Human epithelial cells stimulated with Vibrio cholerae produce thymic stromal lymphopoietin and promote dendritic cell-mediated inflammatory Th2 response

Vibrio cholerae induces acute inflammatory response at intestinal epithelial surface; the underlying cellular immune mechanisms for such effects are largely unexplored. Mucosal immune response is controlled by crosstalk between the intestinal epithelial cells (ECs) and dendritic cells (DCs). An EC-derived cytokine thymic stromal lymphopoietin (TSLP) has been found a critical regulator of several human inflammatory conditions. TSLP is highly elevated in ECs stimulated with V. cholerae and its recombinant flagellin (rFlaA). V. cholerae treated human ECs produce DC-attracting chemokine MIP-3α (CCL20). Flagellin, a potent V. cholerae factor was responsible for maximum stimulation of epithelial CCL20 production and subsequent DC activation.
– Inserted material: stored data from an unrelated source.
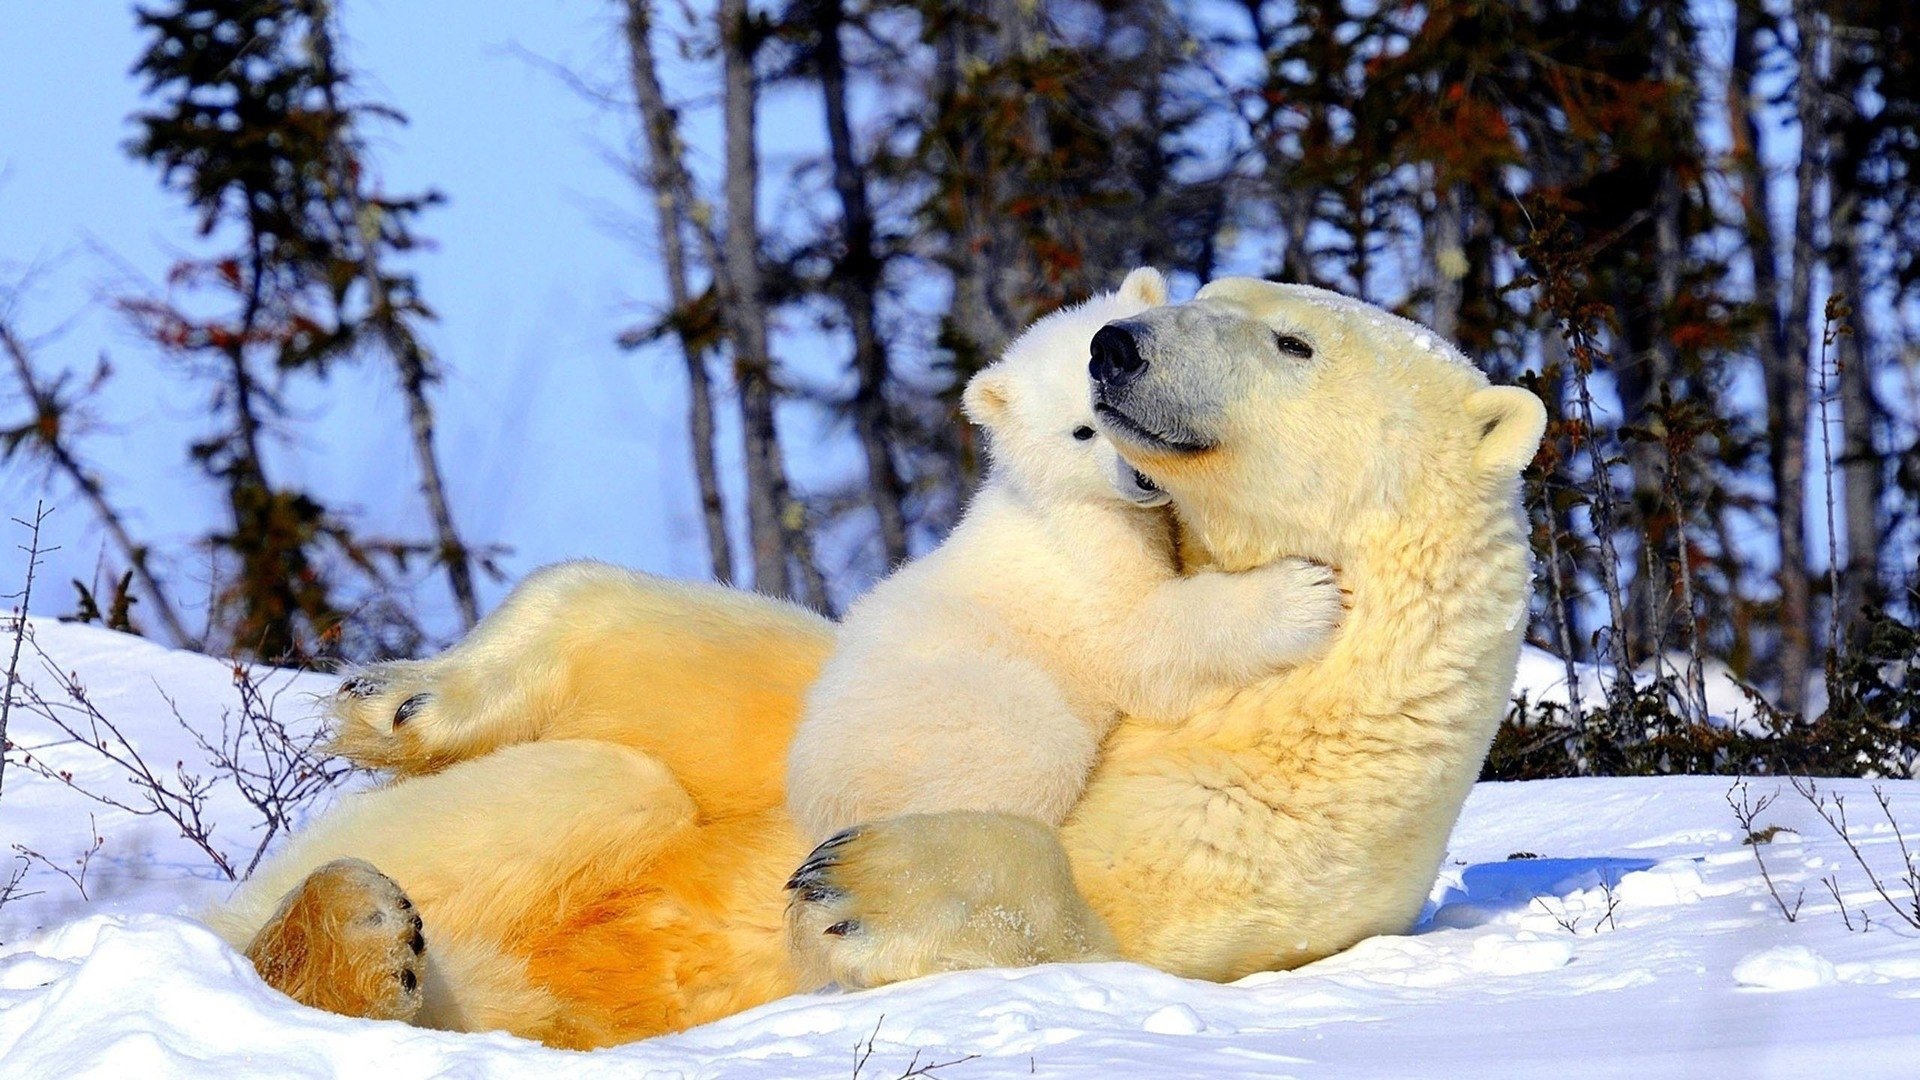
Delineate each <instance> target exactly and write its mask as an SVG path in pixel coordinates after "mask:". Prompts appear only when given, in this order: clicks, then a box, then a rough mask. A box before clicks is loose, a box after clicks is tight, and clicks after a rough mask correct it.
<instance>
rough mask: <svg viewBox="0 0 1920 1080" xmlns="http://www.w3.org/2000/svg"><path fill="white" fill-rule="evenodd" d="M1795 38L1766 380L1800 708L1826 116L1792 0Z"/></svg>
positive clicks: (1818, 81) (1805, 677)
mask: <svg viewBox="0 0 1920 1080" xmlns="http://www.w3.org/2000/svg"><path fill="white" fill-rule="evenodd" d="M1791 12H1793V29H1795V38H1797V75H1795V92H1793V102H1795V111H1797V117H1799V131H1801V150H1799V161H1797V165H1795V169H1793V184H1795V194H1793V261H1791V267H1789V275H1788V304H1786V350H1784V352H1782V356H1780V363H1778V367H1776V369H1774V371H1770V373H1768V379H1766V405H1768V436H1770V442H1772V465H1774V525H1776V528H1778V536H1780V655H1778V665H1780V705H1782V707H1784V709H1788V711H1789V713H1799V711H1805V705H1807V673H1809V671H1811V669H1812V582H1811V578H1809V573H1807V367H1809V363H1811V352H1812V338H1811V317H1812V269H1814V261H1816V259H1818V258H1820V252H1818V250H1816V248H1814V229H1816V202H1814V194H1816V188H1818V184H1820V158H1822V154H1820V152H1822V148H1824V146H1826V136H1824V131H1826V121H1824V106H1822V100H1820V96H1822V92H1824V86H1822V81H1820V48H1822V46H1820V40H1822V33H1820V13H1818V12H1816V10H1814V8H1812V4H1811V0H1793V6H1791Z"/></svg>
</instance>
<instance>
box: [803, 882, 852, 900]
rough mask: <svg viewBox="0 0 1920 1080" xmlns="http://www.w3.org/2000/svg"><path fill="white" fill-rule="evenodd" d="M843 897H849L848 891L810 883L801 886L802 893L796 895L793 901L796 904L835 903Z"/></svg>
mask: <svg viewBox="0 0 1920 1080" xmlns="http://www.w3.org/2000/svg"><path fill="white" fill-rule="evenodd" d="M843 896H847V890H837V888H833V886H826V884H818V882H808V884H804V886H801V892H799V894H795V897H793V899H795V903H829V901H835V899H839V897H843Z"/></svg>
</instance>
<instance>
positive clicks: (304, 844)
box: [207, 740, 695, 1043]
mask: <svg viewBox="0 0 1920 1080" xmlns="http://www.w3.org/2000/svg"><path fill="white" fill-rule="evenodd" d="M693 817H695V811H693V803H691V799H689V798H687V794H685V790H682V788H680V784H678V782H676V780H674V776H672V773H668V771H666V769H664V767H662V765H660V763H659V761H655V759H653V757H649V755H645V753H641V751H636V749H630V748H622V746H609V744H595V742H582V740H559V742H540V744H526V746H511V748H505V749H499V751H495V753H490V755H486V757H482V759H476V761H467V763H461V765H455V767H451V769H445V771H442V773H436V774H432V776H420V778H413V780H401V782H397V784H394V786H388V788H378V790H372V792H363V794H355V796H348V798H346V799H342V803H340V805H338V807H336V809H334V811H332V813H328V815H326V817H323V819H321V821H317V822H315V824H313V826H311V828H307V830H305V832H303V834H300V836H296V838H294V844H292V846H290V847H288V849H286V851H282V853H280V855H276V857H275V859H271V861H269V863H267V865H263V867H261V869H259V872H255V876H253V878H250V880H248V882H246V884H242V886H240V890H238V892H236V894H234V897H232V899H230V901H228V903H227V905H223V907H221V909H219V911H213V913H209V917H207V922H209V924H213V926H215V930H219V932H221V934H223V936H225V938H227V940H228V942H234V944H236V947H242V949H246V951H248V955H250V957H252V959H253V961H255V967H257V969H259V970H261V974H263V978H267V980H269V982H271V984H273V986H278V988H282V990H288V992H290V994H292V995H294V997H296V999H301V1001H307V1003H313V1005H319V1007H324V1009H332V1011H342V1013H348V1015H392V1017H396V1019H413V1020H419V1022H422V1024H432V1026H449V1028H461V1030H488V1028H501V1030H509V1032H515V1034H520V1036H528V1038H541V1040H547V1042H557V1043H574V1042H578V1040H588V1042H591V1040H593V1038H595V1036H593V1034H591V1032H589V1030H586V1026H584V1024H578V1022H574V1020H572V1019H570V1017H568V1015H566V1005H564V1003H561V1001H553V999H551V995H549V994H545V992H543V990H540V988H536V986H530V984H528V982H526V978H524V961H520V959H513V942H515V938H516V936H518V934H522V932H524V928H526V926H540V924H547V922H553V920H555V919H559V915H561V913H564V909H566V905H570V903H584V901H588V899H591V897H597V896H605V894H607V892H612V890H618V888H624V886H630V884H632V882H636V880H643V876H645V869H647V865H649V863H651V861H653V859H655V857H657V853H659V851H660V849H662V847H664V846H668V844H674V842H676V840H678V838H682V836H684V832H685V830H687V828H691V822H693ZM361 859H365V863H363V861H361ZM369 863H371V865H369ZM372 867H380V871H372ZM388 876H390V878H392V880H388ZM396 882H397V884H396ZM401 888H403V890H405V892H401ZM403 903H411V905H415V909H417V911H419V915H420V917H424V940H426V945H428V953H426V959H424V970H420V967H419V965H417V967H415V969H413V970H415V976H413V980H415V986H424V994H419V992H415V990H411V988H407V986H405V982H407V978H405V976H403V974H397V972H396V970H392V969H386V974H388V978H390V980H394V982H396V984H399V990H403V992H407V995H405V997H403V999H401V997H392V995H390V997H388V999H386V1001H384V1003H380V1001H378V999H376V997H378V995H376V994H374V992H372V990H369V988H371V986H372V984H374V976H376V974H378V972H380V970H382V969H380V963H376V961H380V959H382V957H394V955H396V953H392V940H388V945H386V951H380V947H376V942H374V940H371V934H372V928H376V926H378V928H386V926H388V922H386V915H390V913H392V911H407V909H405V907H403ZM374 911H380V913H382V917H380V919H372V913H374ZM409 919H411V915H409ZM372 936H376V934H372ZM411 942H413V938H411V928H409V932H407V934H405V944H407V945H409V949H411ZM401 959H405V957H401ZM380 986H386V984H380ZM376 1009H386V1011H384V1013H380V1011H376ZM576 1028H578V1030H582V1032H584V1034H570V1032H576Z"/></svg>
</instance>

Activated DCs express high levels of costimulatory molecules and secrete inflammatory cytokines TNF-α, IL-6 and IL-1β. Bacteria stimulated ECs conditioned DCs to produce Th2 cell-attracting chemokines CCL17 and CCL22. TSLP and other mediators present in the V. cholerae stimulated EC-culture filtrate potently activated DCs, which subsequently primed CD4+T cells to differentiate into T helper type 2 (Th2) cells that produce high amounts of IL-4, IL-13 and TNF-α and low IFN-γ. TSLP-induced proinflammatory response in DCs involved the transcriptional mechanisms, MAPKs (ERK1/2, p38 and JNK) and STAT3 activation. This study suggests TSLP and other mediators released from ECs in response to V. cholerae colonization actively influence DCs in initiating inflammatory response.